Kaleidoskop – Vorträge 14.+20. November 2025

Ansbach, 12. November 2025 – Kulturgeschichte  – Gesellschaft  – Architektur – Eine Vortragsreihe aus der Mitte des Vereins

Eugen Ringhand
Freitag, 14. November, 18.30 Uhr,
Museum Retti Palais
Der Dreifingergestus in der Kunst

Anlass des Vortrags sind Überlegungen zu einer Elfenbeinfigur der Sammlung Schuhmann, eines vermeintlichen “segnenden Christuskindes“. Die Spurensuche führt zu den Anfängen der christlichen Kunst und den ersten Jesusdarstellungen mit dem Dreifingergestus.

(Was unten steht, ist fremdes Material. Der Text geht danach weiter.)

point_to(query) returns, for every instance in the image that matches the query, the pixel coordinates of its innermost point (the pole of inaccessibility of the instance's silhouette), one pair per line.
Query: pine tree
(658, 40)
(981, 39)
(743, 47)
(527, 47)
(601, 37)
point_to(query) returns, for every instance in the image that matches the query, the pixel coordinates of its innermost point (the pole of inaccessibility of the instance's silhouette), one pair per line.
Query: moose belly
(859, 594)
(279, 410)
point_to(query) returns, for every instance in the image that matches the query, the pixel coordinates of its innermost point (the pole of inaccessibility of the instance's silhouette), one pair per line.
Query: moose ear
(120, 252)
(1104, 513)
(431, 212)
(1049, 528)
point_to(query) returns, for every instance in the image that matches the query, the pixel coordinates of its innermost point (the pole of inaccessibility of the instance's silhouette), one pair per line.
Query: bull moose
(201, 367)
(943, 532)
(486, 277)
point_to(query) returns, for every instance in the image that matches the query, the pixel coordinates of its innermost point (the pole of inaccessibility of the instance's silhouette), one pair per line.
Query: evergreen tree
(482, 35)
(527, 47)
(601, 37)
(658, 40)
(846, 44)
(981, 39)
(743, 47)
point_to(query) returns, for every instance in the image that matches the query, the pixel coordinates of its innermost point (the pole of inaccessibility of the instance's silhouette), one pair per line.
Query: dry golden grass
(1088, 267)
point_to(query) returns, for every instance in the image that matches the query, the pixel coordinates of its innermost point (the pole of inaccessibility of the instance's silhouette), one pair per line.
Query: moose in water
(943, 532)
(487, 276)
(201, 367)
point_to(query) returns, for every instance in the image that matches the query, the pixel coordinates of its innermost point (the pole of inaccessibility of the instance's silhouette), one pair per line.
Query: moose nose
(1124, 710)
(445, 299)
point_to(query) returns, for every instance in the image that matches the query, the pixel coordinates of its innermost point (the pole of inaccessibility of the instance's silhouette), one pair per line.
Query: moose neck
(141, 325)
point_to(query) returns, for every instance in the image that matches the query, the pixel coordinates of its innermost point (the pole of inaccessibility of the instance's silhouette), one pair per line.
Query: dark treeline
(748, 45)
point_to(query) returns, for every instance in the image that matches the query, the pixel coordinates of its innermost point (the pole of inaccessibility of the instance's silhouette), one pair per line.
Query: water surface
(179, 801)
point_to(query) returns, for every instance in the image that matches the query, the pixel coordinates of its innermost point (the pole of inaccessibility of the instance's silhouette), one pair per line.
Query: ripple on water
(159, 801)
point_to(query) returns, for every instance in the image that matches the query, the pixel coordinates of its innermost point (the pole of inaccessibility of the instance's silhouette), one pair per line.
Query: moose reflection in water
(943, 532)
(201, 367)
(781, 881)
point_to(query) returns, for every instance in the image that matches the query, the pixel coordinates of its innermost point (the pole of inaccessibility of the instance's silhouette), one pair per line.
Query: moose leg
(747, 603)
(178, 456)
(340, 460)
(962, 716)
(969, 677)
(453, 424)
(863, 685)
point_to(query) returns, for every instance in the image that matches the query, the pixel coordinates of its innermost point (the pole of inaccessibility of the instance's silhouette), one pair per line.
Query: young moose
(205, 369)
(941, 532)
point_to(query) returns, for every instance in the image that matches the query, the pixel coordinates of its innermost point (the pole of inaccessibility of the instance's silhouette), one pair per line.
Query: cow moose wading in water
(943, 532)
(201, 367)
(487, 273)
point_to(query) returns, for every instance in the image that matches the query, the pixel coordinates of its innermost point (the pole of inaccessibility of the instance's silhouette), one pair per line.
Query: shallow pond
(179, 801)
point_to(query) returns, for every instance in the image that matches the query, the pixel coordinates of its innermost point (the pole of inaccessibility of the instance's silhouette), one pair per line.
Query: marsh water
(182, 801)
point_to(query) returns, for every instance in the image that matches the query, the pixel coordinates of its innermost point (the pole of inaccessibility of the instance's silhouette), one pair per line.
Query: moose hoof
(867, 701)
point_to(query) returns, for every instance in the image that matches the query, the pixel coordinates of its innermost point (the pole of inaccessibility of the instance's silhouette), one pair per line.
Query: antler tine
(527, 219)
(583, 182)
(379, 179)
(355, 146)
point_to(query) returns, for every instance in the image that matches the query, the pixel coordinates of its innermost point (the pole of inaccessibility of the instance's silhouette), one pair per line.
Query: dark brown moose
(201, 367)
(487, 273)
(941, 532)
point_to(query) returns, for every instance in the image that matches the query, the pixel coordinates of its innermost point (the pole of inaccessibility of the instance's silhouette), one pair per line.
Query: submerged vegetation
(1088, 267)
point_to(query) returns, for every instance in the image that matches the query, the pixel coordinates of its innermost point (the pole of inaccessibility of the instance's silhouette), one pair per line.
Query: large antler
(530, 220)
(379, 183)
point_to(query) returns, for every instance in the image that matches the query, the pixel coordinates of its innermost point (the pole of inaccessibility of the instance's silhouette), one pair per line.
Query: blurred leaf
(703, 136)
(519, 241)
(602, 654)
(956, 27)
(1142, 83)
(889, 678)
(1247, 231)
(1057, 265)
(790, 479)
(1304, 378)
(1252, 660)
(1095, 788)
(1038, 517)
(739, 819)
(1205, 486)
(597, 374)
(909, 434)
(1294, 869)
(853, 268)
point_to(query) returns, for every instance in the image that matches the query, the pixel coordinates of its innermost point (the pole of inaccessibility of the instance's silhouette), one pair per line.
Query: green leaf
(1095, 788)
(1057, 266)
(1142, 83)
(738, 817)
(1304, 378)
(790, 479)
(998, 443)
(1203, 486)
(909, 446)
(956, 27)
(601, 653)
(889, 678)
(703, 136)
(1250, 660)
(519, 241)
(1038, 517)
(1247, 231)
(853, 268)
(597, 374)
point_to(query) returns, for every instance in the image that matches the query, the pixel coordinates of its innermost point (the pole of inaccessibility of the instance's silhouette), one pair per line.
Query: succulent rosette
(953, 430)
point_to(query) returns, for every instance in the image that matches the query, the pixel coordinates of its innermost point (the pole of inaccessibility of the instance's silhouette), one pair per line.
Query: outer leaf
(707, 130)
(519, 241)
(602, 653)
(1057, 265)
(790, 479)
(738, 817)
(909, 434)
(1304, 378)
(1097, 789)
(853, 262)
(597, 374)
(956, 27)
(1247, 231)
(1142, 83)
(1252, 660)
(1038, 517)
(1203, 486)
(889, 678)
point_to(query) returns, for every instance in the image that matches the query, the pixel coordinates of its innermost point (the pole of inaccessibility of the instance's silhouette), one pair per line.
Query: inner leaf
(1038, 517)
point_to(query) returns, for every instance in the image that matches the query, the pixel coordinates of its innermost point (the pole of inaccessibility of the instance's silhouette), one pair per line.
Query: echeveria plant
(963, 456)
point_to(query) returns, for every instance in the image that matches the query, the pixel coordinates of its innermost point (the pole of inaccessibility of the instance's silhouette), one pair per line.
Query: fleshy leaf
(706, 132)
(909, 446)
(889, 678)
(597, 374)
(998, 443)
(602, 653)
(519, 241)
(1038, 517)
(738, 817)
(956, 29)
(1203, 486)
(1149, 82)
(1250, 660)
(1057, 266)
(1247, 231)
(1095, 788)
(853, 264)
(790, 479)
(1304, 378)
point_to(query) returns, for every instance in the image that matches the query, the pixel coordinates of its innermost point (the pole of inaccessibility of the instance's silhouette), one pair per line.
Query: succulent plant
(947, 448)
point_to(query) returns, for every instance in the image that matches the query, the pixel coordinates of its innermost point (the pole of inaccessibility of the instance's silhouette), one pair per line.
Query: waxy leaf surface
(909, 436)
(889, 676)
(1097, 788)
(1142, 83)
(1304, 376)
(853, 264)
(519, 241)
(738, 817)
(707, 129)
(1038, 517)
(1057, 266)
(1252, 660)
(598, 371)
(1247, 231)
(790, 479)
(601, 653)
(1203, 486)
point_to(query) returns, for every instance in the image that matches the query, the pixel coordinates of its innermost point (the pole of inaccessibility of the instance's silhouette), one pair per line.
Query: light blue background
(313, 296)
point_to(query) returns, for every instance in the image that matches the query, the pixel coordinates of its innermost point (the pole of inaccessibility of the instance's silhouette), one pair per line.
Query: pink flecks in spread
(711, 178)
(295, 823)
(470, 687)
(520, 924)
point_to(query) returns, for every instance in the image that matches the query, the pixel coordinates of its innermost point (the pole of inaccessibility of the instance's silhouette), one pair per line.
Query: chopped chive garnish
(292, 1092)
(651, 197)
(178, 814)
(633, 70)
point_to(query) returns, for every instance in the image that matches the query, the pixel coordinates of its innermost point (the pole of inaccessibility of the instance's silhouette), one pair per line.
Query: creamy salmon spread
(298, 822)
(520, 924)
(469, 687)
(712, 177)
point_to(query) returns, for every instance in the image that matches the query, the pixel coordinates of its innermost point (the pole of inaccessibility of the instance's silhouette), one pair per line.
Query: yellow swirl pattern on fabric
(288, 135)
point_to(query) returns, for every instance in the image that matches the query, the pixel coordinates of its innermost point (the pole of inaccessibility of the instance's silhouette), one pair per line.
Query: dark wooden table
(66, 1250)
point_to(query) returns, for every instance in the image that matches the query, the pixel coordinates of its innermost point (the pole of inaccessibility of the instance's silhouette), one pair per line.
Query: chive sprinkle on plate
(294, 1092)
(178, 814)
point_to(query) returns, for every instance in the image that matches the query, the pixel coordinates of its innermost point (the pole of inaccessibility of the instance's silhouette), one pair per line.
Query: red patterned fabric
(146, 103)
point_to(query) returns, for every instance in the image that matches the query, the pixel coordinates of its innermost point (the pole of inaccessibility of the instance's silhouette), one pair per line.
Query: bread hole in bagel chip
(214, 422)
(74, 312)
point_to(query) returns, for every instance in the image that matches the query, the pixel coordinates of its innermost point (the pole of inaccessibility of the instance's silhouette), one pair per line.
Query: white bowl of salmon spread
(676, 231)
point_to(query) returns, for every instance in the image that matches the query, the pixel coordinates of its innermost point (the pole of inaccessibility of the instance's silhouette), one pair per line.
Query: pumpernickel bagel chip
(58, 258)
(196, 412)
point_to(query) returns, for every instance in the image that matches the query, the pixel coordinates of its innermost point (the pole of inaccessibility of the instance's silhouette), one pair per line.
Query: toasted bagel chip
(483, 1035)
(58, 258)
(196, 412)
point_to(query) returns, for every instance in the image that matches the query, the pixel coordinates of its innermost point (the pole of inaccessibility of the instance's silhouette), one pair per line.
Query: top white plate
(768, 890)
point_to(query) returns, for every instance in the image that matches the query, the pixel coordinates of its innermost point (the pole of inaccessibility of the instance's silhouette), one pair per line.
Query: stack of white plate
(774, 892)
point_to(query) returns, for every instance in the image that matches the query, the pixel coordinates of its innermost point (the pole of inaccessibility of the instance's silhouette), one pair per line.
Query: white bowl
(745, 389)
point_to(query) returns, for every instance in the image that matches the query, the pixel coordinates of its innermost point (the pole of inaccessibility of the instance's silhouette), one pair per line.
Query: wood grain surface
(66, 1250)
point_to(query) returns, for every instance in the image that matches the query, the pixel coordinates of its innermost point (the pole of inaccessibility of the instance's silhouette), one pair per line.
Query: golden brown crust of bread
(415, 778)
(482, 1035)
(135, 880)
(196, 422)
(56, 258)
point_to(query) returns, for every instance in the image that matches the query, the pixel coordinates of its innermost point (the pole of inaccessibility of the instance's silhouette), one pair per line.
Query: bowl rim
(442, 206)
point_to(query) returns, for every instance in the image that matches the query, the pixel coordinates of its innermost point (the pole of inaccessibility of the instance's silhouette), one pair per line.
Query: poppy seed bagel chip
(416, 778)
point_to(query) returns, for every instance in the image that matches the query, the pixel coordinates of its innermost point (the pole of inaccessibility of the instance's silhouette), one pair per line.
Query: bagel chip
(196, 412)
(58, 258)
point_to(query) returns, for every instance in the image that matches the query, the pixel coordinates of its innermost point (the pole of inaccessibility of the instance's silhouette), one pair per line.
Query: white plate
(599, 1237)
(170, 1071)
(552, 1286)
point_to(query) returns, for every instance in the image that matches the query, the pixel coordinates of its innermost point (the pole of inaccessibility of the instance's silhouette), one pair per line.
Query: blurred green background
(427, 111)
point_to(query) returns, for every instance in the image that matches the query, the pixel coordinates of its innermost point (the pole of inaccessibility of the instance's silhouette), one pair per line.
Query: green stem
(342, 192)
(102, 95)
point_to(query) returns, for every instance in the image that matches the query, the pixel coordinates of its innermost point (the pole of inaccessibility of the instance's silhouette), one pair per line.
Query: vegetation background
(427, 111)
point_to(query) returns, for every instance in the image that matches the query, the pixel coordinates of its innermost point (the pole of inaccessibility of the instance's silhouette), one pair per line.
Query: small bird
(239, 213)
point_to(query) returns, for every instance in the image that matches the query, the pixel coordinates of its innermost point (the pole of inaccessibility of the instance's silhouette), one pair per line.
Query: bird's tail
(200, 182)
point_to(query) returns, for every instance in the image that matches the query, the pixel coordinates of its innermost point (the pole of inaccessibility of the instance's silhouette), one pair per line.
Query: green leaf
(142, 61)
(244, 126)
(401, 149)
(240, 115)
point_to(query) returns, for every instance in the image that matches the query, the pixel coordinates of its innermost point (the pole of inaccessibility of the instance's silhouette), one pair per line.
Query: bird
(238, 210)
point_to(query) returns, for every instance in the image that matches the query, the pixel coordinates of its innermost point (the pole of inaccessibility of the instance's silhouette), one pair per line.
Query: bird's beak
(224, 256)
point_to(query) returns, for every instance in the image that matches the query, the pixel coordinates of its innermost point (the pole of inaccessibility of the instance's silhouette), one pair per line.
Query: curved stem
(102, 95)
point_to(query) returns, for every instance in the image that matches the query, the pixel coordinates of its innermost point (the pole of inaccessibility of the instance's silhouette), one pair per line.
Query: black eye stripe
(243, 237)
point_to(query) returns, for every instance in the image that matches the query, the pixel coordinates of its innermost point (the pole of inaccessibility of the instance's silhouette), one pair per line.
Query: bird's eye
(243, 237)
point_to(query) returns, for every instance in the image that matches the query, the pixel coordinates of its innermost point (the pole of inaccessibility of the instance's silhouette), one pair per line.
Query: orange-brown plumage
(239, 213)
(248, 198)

Untersucht werden die Ursprünge dieses Gestus und welche Aussagen mit ihm in Malerei und Skulptur in den jeweiligen Epochen verbunden waren.

Eugen Ringhand, ehemals Offsetdrucker und Buchhändler, war über viele Jahre mit Themen der klassischen Archäologie befasst. Mit seinem Umzug nach Ansbach begann die Forschung über Johann Georg Pfister, die mit einer Biografie abgeschlossen werden konnte.

 

Kerstin Kech / Jennifer Gerend
Donnerstag, 20. November, 18.30
Museum Retti Palais
Stadtentwicklung rund um das Retti Palais vom 18. Jahrhundert bis heute

Ende des 17. Jahrhunderts zur Ansiedlung von französischen Glaubensflüchtlingen erstmals angedacht, entstand im 18. Jahrhundert nach Plänen von Leopoldo Retti südlich der mittelalterlichen Ansbacher Altstadt ein neues Viertel – die sogenannte Neue Auslage oder Neue Anlage. Sein eigenes repräsentatives Anwesen, das heutige Retti Palais, entstand ab Ende 1743 im östlichen Teil des neuen Viertels. Von Rettis städtebaulichen Plänen ausgehend beleuchtet der Vortrag die städtebauliche Entwicklung Ansbachs vom 18. Jahrhundert bis heute.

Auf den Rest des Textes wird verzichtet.